Sequencing analysis of NTD samples
The WGS data were processed using standard pipelines, as described in the Broad Institute’s GATK Best Practices (Van der Auwera et al., 2013). Reads were aligned to the hg38 reference provided as part of the GATK Bundle using BWA (Li & Durbin, 2009). Variant calling was performed with GATK4 (Poplin et al., 2018) and joint genotyping was carried out on the whole cohort, followed by Variant Quality Score Recalibration (VQSR). Quality control (following standard practices such as obtaining sequencing metrics, per sample missing rate and level of heterozygosity), was done to check for DNA contamination and identify outliers, removing those samples with poor quality.
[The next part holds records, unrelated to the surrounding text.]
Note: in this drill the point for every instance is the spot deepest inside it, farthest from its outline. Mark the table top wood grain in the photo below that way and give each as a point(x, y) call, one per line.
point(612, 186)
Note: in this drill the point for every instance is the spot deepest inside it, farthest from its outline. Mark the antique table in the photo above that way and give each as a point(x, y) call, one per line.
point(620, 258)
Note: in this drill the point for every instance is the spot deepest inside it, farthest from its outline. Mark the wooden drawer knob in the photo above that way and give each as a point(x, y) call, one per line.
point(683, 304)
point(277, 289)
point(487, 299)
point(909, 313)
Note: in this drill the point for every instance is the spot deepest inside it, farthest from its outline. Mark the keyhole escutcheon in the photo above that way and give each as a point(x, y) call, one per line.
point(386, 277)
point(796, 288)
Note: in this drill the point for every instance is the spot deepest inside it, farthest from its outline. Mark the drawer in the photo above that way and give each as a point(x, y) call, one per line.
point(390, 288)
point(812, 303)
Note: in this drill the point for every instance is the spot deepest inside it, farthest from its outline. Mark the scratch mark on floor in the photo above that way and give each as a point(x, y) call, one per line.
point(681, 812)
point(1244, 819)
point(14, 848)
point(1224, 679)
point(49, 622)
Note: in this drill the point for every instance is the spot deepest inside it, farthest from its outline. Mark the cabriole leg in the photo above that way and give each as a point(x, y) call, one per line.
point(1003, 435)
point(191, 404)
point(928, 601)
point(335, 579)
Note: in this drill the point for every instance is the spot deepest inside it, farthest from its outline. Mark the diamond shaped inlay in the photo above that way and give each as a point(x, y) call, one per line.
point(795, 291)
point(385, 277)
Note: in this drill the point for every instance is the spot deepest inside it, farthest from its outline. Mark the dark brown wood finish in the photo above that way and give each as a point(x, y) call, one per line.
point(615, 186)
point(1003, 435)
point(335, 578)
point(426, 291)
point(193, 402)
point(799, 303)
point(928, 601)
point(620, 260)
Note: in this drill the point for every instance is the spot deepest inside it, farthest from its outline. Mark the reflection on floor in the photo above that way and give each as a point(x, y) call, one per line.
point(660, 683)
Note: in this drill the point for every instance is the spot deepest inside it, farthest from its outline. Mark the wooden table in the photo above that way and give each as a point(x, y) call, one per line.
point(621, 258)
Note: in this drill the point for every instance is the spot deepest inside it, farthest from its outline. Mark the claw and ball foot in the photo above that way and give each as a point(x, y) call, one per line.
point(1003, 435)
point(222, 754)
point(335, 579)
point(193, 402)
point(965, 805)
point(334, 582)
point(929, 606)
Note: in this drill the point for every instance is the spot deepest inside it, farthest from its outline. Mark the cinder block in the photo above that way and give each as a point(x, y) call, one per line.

Per-variant quality was also assessed and only variants with a “PASS” in the filter column were retained and annotated utilizing Ensembl Variant Effect Predictor (VEP) v.95 (McLaren et al., 2016). GnomAD (https://gnomad.broadinstitute.org/ ) database v2.1.1 was used as a reference to determine whether the variant is novel (allele frequency (AF) = 0) or is rare (AF < 0.001). Pathogenic effect prediction of all missense variants were performed using the online program SIFT (Sorting Intolerant From Tolerant;https://sift.bii.a‐star.edu.sg ). All parameters were set as per the software’s default settings. The localization of the variants in their protein domains was assessed by Uniprot (http://www.uniprot.org/ ). Gene lollipop structure was plotted using Lollipops program (Jay & Brouwer, 2016).
All eight CIC variants passed Bamfile checking (IGV) and were then validated by Sanger Sequencing. Variants lollipop plot was generated using the Lollipops software (Rothenberg et al., 2004).